Asbestos: Port Authority Entitled To Fees Spent Establishing AIG’s Duty To Defend WTC Claims

A New York state court applying New York law held that American Home Assurance Company (AIG) must pay attorneys’ fees incurred by the New York/ New Jersey Port Authority in its successful campaign for defense coverage relating to asbestos lawsuits filed by underlying plaintiffs who constructed the World Trade Center (WTC).

Plaintiff AIG filed a complaint seeking a declaration that it had no obligation to defend or indemnify the Port Authority against pending WTC asbestos claims.
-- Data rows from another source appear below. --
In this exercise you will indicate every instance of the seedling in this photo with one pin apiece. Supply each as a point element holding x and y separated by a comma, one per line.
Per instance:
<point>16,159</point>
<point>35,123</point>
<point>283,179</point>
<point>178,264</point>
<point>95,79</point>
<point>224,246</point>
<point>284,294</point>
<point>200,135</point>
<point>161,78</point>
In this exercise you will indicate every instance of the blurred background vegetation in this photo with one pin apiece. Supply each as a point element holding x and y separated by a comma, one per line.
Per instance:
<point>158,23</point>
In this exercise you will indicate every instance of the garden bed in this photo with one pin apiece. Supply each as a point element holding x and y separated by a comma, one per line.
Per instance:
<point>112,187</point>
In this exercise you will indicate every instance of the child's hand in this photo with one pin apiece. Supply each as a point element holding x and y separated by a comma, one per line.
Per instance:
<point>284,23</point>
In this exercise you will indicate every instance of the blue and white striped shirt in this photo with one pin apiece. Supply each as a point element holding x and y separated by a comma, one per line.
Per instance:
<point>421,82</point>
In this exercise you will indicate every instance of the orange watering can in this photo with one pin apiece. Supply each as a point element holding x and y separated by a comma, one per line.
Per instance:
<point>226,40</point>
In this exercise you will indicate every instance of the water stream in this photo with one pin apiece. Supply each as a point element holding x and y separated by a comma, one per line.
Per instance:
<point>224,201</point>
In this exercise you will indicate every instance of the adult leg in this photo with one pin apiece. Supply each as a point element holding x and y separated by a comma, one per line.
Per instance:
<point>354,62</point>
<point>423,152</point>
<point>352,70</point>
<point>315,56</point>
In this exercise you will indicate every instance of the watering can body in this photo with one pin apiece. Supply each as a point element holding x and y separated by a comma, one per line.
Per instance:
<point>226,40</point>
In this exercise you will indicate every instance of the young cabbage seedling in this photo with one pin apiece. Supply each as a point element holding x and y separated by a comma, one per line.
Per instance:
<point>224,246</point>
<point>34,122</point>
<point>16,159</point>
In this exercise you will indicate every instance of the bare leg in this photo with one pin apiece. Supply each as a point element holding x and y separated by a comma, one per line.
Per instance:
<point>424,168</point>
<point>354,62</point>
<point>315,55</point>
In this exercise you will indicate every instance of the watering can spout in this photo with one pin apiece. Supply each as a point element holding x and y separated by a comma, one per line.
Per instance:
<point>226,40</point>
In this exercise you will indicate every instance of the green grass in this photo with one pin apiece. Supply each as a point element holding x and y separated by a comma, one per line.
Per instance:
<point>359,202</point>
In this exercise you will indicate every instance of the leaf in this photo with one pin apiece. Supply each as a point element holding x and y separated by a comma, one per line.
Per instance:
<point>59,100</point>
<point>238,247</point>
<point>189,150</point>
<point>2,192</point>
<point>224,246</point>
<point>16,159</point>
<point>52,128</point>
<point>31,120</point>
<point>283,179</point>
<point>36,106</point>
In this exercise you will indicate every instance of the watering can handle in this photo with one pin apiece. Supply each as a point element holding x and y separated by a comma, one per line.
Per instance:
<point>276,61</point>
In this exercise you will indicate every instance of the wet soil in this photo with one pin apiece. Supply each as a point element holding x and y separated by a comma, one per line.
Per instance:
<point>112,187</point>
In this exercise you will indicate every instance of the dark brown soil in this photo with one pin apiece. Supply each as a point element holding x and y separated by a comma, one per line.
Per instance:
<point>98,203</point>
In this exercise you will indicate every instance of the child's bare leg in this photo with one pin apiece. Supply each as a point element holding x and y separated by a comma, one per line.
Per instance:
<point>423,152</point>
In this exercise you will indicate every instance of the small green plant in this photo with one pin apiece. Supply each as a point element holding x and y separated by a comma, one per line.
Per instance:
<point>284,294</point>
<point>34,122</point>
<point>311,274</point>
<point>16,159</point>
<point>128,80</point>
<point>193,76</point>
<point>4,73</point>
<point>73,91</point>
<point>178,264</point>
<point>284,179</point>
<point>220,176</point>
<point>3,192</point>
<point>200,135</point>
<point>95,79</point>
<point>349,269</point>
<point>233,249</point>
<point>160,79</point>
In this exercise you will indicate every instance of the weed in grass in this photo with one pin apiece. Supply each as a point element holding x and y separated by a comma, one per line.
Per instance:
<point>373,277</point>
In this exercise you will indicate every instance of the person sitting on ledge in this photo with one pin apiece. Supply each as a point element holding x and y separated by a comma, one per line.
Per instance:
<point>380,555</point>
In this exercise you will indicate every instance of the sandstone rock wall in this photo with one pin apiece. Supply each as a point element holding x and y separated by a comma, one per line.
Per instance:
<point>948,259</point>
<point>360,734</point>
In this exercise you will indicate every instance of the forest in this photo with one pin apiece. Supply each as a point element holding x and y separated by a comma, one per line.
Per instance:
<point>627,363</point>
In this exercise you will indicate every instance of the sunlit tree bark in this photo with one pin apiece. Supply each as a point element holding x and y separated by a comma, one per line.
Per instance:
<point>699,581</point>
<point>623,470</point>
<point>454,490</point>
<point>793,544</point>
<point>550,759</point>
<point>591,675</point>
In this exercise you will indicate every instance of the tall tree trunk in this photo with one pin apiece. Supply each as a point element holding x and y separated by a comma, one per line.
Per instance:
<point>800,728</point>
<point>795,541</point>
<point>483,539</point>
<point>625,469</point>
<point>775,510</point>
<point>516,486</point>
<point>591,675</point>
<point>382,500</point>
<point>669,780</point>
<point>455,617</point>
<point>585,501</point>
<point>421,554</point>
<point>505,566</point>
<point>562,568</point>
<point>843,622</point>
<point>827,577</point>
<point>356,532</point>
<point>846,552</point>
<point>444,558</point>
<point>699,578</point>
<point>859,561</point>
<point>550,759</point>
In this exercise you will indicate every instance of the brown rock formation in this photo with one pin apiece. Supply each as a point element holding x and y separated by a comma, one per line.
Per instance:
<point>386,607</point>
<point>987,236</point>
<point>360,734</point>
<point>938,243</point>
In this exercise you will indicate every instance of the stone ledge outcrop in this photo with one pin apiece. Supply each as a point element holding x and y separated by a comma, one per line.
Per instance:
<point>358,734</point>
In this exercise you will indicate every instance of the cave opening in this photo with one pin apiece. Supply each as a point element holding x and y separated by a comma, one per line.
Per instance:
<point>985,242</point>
The Port Authority counterclaimed, seeking a mirror-image declaration that AIG was obligated to defend and indemnify it in the WTC asbestos claims. The Port Authority moved for partial summary judgment on AIG’s duty to defend, which the Court granted.

The Port Authority then filed a motion for attorneys’ fees under New York law, which provides that an insured “who has been cast in a defensive posture by the legal steps an insurer takes in an effort to free itself from its policy obligations” and who prevails on the merits may recover attorney’s fees incurred in defending against the insurer’s action. AIG argued that it is not liable for attorneys’ fees, because the Port Authority prevailed on its own claim for declaratory relief, as opposed to AIG’s claim for declaratory relief. The Court disagreed, finding that the claims are “[t]wo sides of the same coin.” Because the ruling in Port Authority’s favor resolved AIG’s claim, the Court held that Port Authority had “prevailed” on AIG’s claim. Thus, the Court ordered AIG to pay Port Authority’s legal fees in connection with establishing AIG’s duty to defend. American Home Assurance Co. v. The Port Auth. of New York and New Jersey, et al., No. 651096/2012 (N.Y. Sup. Ct. June 5, 2014).